PostgreSQL XML Data Type
Summary: in this tutorial, you will learn how to use the PostgreSQL XML data type to store XML documents in the database.
Introduction to the PostgreSQL XML data type
PostgreSQL supports built-in XML
data type that allows you to store XML documents directly within the database.
Here’s the syntax for declaring a column with the XML
type:
column_name XML
The XML data type offers the following benefits:
- Type Safety: PostgreSQL can validate when inserting/updating data, ensuring XML data conforms to XML standards.
- Built-in XML functions and operators: PostgreSQL supports many XML functions and operators to manipulate XML data effectively.
PostgreSQL XML data type example
First, create a table called person
:
CREATE TABLE person(
id INT GENERATED ALWAYS AS IDENTITY PRIMARY KEY,
info XML
);
In this person
table:
id
is an identity column that serves as the primary key column of the table.info
is a column with the type XML that will store the XML data.

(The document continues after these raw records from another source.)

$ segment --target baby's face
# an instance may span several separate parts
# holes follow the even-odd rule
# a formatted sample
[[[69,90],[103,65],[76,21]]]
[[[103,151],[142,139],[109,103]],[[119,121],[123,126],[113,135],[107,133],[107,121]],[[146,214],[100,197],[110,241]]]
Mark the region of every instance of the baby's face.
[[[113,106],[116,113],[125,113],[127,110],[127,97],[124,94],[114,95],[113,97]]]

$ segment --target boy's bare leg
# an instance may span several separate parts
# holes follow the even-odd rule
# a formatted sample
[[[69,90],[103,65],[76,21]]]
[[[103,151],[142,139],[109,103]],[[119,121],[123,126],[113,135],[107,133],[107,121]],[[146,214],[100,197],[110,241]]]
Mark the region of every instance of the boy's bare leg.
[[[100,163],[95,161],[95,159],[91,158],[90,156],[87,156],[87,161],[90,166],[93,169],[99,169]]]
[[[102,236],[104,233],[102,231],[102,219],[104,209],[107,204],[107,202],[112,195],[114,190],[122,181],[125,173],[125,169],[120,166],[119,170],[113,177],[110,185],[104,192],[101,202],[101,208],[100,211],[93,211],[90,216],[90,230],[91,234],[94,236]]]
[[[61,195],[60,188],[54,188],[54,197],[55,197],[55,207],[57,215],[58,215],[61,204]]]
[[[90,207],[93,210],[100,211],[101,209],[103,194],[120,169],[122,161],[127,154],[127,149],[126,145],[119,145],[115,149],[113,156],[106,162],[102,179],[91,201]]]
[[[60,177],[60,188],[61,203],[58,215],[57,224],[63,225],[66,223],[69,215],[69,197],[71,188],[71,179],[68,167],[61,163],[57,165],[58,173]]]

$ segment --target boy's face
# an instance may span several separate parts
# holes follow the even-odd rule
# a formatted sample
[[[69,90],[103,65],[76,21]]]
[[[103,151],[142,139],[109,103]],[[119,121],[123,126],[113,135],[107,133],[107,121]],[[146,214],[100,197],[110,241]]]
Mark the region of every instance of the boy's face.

Second, insert a row into the person
table:
INSERT INTO person (info)
VALUES (
XMLPARSE(DOCUMENT '<?xml version="1.0" encoding="UTF-8"?>
<person>
<name>John Doe</name>
<age>35</age>
<city>San Francisco</city>
</person>')
);
In this statement:
DOCUMENT
indicates that the input string is a complete XML document starting with the XML declaration<?xml version="1.0" encoding="UTF-8"?>
and having the root element<person>
XMLPARSE
function converts the string into an XML document.- The
INSERT
statement inserts the new XML document into the info column of thepersons
table.
Third, insert multiple rows into the person
table:
INSERT INTO person (info)
VALUES
(
XMLPARSE(DOCUMENT '<?xml version="1.0" encoding="UTF-8"?>
<person>
<name>Jane Doe</name>
<age>30</age>
<city>San Francisco</city>
</person>')
),
(
XMLPARSE(DOCUMENT '<?xml version="1.0" encoding="UTF-8"?>
<person>
<name>John Smith</name>
<age>40</age>
<city>New York</city>
</person>')
),
(
XMLPARSE(DOCUMENT '<?xml version="1.0" encoding="UTF-8"?>
<person>
<name>Alice Johnson</name>
<age>30</age>
<city>Los Angeles</city>
</person>')
);
Fourth, retrieve the names of persons from the XML documents using xpath()
function:
SELECT xpath('/person/name/text()', info) AS name
FROM person;
Output:
name
-------------------
{"John Doe"}
{"Jane Doe"}
{"John Smith"}
{"Alice Johnson"}
(4 rows)
Each row in the result set is an array of XML values representing person names. Since each person has one name, the result array has only one element.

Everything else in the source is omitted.